É notório dizer que a norma instaurada pela Anvisa, propõe a utilização de outros métodos que tenham um resultado semelhante ou satisfatório, sendo estes métodos reconhecidos pelo CONCEA (Conselho Nacional de Controle de Experimentação Animal), sendo este orgão responsável por credenciar instituições que utilizam animais em atividades de ensino e pesquisa científica, além de estabelecer normas, monitorar e avaliar técnicas alternativas e testes experimentais. Outrossim, houveram resultados na criação de substitutos, como o cultivo de celulas e tecidos que em sua aplicação possibilitou ainda a redução do número de animais utilizados em pesquisas.

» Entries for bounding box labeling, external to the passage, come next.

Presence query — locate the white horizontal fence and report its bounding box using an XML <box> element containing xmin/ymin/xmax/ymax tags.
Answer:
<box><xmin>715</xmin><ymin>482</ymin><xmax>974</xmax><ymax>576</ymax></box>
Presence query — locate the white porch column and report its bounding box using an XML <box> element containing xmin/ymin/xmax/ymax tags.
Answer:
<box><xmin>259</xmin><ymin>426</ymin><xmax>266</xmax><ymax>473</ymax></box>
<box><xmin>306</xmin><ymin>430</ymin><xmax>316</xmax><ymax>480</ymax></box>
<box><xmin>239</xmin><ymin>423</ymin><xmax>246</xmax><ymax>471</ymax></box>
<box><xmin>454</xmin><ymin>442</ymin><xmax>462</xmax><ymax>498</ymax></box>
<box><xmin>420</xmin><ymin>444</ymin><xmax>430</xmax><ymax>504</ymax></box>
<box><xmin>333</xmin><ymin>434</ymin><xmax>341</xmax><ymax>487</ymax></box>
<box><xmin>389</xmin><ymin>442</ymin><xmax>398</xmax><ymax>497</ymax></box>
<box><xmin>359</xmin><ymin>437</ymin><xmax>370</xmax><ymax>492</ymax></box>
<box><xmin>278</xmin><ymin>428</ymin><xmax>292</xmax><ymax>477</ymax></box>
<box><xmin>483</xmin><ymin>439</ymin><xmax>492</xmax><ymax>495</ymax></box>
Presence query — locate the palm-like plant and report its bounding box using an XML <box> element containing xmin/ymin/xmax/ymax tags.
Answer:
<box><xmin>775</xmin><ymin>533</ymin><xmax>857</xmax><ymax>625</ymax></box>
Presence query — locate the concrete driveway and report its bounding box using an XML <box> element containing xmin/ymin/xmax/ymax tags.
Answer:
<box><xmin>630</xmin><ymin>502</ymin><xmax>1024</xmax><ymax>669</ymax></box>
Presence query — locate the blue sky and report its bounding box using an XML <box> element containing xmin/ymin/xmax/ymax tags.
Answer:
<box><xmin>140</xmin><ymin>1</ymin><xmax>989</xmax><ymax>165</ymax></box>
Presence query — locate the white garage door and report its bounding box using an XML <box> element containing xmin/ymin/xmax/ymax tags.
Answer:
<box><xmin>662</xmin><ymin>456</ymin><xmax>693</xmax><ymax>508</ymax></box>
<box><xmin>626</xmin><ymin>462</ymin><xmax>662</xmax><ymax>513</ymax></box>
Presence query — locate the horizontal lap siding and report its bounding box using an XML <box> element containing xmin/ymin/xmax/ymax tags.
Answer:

Contudo, em situações adversas ocorre a utilização de animais em pesquisas, para realizar o combate a determinadas doenças que reagem de forma agressiva ou letal ao contato com individuos não vacinados. Porém, ao utilizar células e tecidos cultivados os resultados se tornam relevantes uma vez que existe um controle do experimento, evitando a contaminação de animais que podem contrair a doença e evitar a propagação na população humana e animal.

Em suma, a utilização de animais em estudos ou experimentos, deve ocorrer de forma monitorada, estabelecendo as normas propostas pelo Conselho Nacional de Controle de Experimentação Animal (CONCEA) tendo o seu alvará para a realização de estudos que podem envolver a utilização de medicamentos em animais que pode gerar efeitos colateriais. De mesmo modo, se percebe que o número de experimentos utilizando o cultivo de celulas ou tecidos vem aumentando, garantindo a proteção dos animais e uma melhor produtividade nas pesquisas.